The temperature increase of just one or two degrees in the above chart seems too small to matter. After all, temperatures change by much more than that on a daily basis. However, these small increases are important, as can be seen by analogy with the human body. If our body temperature increases by as little as 1.0°C (2°F) we start to feel unwell. A temperature increase of 2°C / 4°F indicates that we are ill. Anything higher than that is a symptom of serious fever and may lead to death. So it is with the planet; it can cope with small temperature increases, but if temperatures continue to rise the planet will exhibit symptoms of increasingly severe fever.
It is one thing to deny that the climate is changing, it is another to understand the reality of what is happening and then to avoid taking action. This criticism applies particularly to many national and international leaders. Many of these leaders are fully aware of the changes that are taking place, and they often talk a good game. But, all too often, their actions do not align with their statements. For example, the following words are taken from a speech given by Antonio Guterres, Secretary General of the United Nations, at the conclusion of the recent GOP26 conference in Glasgow.
Our fragile planet is hanging by a thread. We are still knocking on the door of climate catastrophe. It is time to go into emergency mode — or our chance of reaching net zero will itself be zero.
COP26 took place in November 2021. There are few signs that the world in moving into “emergency mode” since Mr. Guterres gave that speech.
Here is what Boris Johnson, the Prime Minister of Britain, said in his speech that opened that conference.
. . . humanity has long since run down the clock on climate change.

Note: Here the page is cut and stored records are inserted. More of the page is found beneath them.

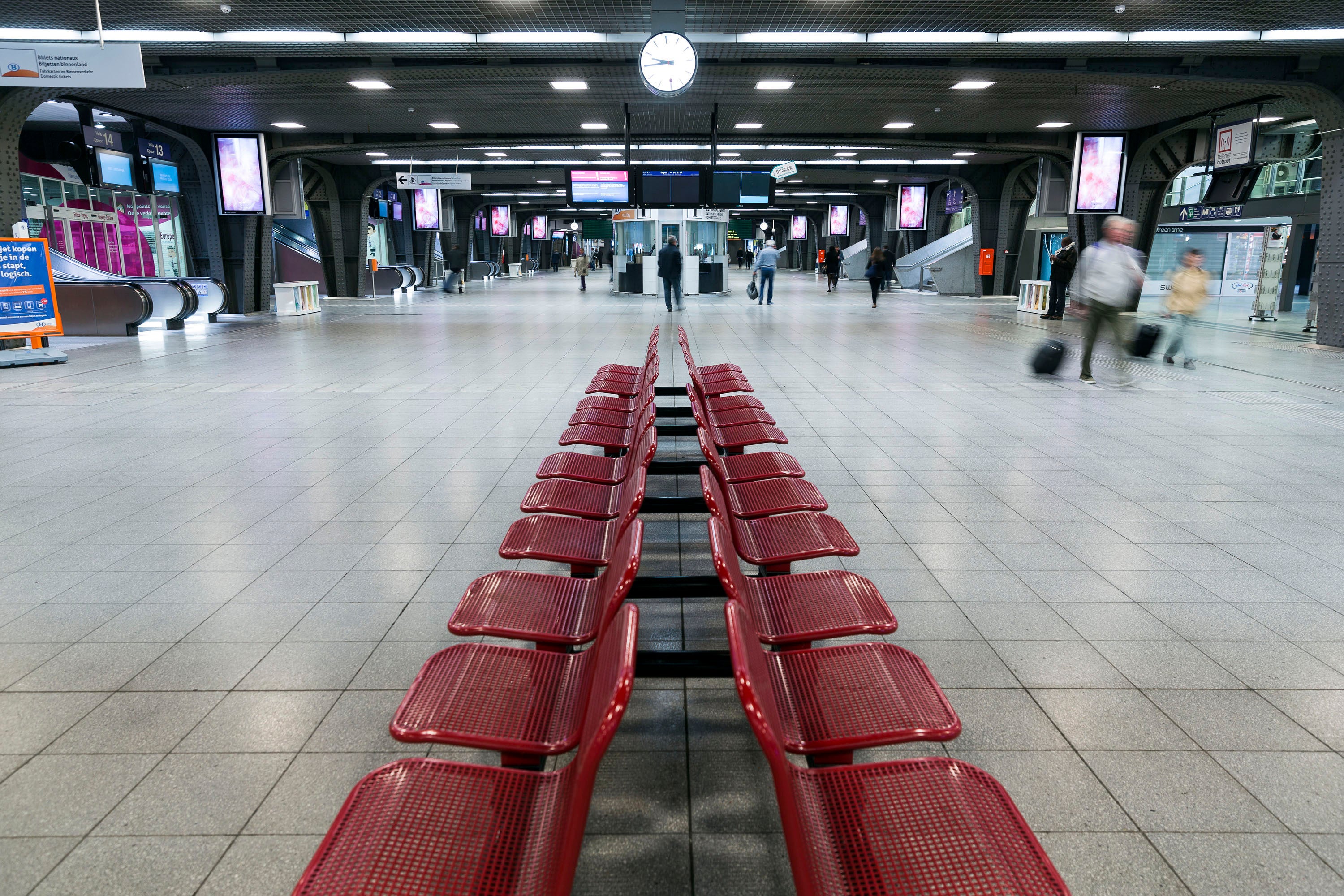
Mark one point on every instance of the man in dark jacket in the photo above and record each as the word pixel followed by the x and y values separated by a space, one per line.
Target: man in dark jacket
pixel 456 264
pixel 1062 265
pixel 670 269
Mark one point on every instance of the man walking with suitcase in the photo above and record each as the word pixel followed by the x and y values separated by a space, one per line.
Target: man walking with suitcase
pixel 1109 275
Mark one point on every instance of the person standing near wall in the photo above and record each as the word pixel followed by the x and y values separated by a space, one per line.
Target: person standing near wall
pixel 670 269
pixel 456 263
pixel 1061 272
pixel 1109 275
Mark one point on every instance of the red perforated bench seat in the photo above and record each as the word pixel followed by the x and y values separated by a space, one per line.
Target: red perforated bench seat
pixel 836 700
pixel 431 828
pixel 795 610
pixel 553 610
pixel 776 542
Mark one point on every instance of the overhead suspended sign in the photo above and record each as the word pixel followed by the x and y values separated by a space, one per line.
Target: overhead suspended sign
pixel 410 181
pixel 72 65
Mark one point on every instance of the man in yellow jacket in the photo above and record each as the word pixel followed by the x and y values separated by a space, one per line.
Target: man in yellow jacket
pixel 1190 293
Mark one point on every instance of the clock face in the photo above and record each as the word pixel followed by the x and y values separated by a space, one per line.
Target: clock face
pixel 667 64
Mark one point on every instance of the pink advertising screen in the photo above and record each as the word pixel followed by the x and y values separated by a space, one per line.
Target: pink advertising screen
pixel 839 221
pixel 240 174
pixel 1100 171
pixel 913 206
pixel 425 207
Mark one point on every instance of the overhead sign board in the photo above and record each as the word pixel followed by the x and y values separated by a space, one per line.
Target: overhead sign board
pixel 27 292
pixel 410 181
pixel 1210 213
pixel 1234 144
pixel 72 65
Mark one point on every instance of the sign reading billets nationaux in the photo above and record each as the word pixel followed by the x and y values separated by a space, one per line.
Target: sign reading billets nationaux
pixel 27 291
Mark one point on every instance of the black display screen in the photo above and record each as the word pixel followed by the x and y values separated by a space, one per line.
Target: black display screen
pixel 670 189
pixel 741 189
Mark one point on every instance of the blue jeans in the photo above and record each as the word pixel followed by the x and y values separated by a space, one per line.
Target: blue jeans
pixel 767 280
pixel 670 287
pixel 1182 338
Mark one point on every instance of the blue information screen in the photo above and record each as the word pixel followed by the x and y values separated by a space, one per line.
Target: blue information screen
pixel 166 178
pixel 27 299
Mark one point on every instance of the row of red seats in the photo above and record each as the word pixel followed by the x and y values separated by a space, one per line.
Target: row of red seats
pixel 429 827
pixel 930 825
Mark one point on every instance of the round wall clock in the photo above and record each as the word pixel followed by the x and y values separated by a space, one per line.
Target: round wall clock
pixel 667 64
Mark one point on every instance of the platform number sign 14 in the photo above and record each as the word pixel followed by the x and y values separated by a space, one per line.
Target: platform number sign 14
pixel 667 64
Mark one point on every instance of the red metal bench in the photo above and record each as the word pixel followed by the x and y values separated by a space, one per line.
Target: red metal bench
pixel 748 468
pixel 791 612
pixel 609 439
pixel 525 704
pixel 421 827
pixel 585 544
pixel 777 542
pixel 910 827
pixel 703 371
pixel 836 700
pixel 607 470
pixel 554 612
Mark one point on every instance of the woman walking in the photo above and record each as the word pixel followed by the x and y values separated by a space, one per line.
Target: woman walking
pixel 832 267
pixel 877 272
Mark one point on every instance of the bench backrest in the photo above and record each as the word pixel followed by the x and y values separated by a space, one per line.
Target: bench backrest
pixel 619 575
pixel 609 695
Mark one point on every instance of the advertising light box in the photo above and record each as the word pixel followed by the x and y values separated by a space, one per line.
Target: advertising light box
pixel 600 187
pixel 839 221
pixel 425 209
pixel 913 206
pixel 242 186
pixel 1098 175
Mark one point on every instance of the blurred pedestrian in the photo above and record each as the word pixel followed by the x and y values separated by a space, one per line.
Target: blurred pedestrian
pixel 1061 272
pixel 1190 293
pixel 1108 276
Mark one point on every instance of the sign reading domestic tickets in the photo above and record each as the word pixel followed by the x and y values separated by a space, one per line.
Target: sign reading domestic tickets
pixel 1234 144
pixel 27 292
pixel 72 65
pixel 410 181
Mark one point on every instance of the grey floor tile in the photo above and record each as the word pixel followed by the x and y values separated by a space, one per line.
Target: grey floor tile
pixel 1179 792
pixel 197 794
pixel 1246 864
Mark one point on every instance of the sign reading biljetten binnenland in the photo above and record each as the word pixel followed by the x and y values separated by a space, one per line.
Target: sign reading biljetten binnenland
pixel 70 65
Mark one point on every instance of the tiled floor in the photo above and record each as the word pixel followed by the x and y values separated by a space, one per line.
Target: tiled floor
pixel 228 551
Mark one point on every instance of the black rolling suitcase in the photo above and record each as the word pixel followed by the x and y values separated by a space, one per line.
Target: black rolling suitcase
pixel 1144 340
pixel 1047 358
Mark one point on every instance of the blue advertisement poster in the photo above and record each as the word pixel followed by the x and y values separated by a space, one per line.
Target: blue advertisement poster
pixel 27 295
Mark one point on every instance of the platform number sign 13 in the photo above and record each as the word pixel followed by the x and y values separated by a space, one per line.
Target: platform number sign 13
pixel 667 64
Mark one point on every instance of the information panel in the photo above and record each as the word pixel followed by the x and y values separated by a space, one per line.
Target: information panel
pixel 27 292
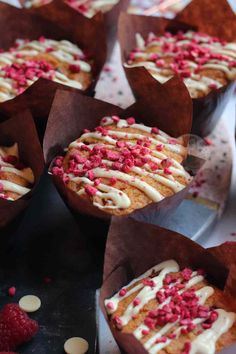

It’s one minute to midnight on that doomsday clock and we need to act now. If we don’t get serious about climate change today, it will be too late for our children to do so tomorrow.
This is extraordinary rhetoric from both of these men. If they really meant what they were saying they would be totally dedicated to climate change responses — no other topic or political program would take up even a minute of their time. But that is not what happened. They and other world leaders effectively treat climate change as being just one problem among many.
For example, at COP26 President Biden said,
It’s simple: Will we act? Will we do what is necessary? Will we seize the enormous opportunity before us? Or will we condemn future generations to suffer?
As they say, “fine words butter no parsnips”. On his return to the United States, the Biden administration proceeded to authorize extensive drilling programs in the Gulf of Mexico, and he urged Saudi Arabia increase their oil production.
It is one thing for individuals — usually people with little authority or influence — to deny that the climate is changing. Their cognitive dissonance pales in comparison to that of many world leaders.
Blah, Blah, Blah
In the post Blah, Blah, Blah we critiqued activists such as Greta Thunberg for simply criticizing the world leaders, but not taking action. Nevertheless, she was correct with her indictment of so many political leaders. They talk a good game, but their actions do not match their words.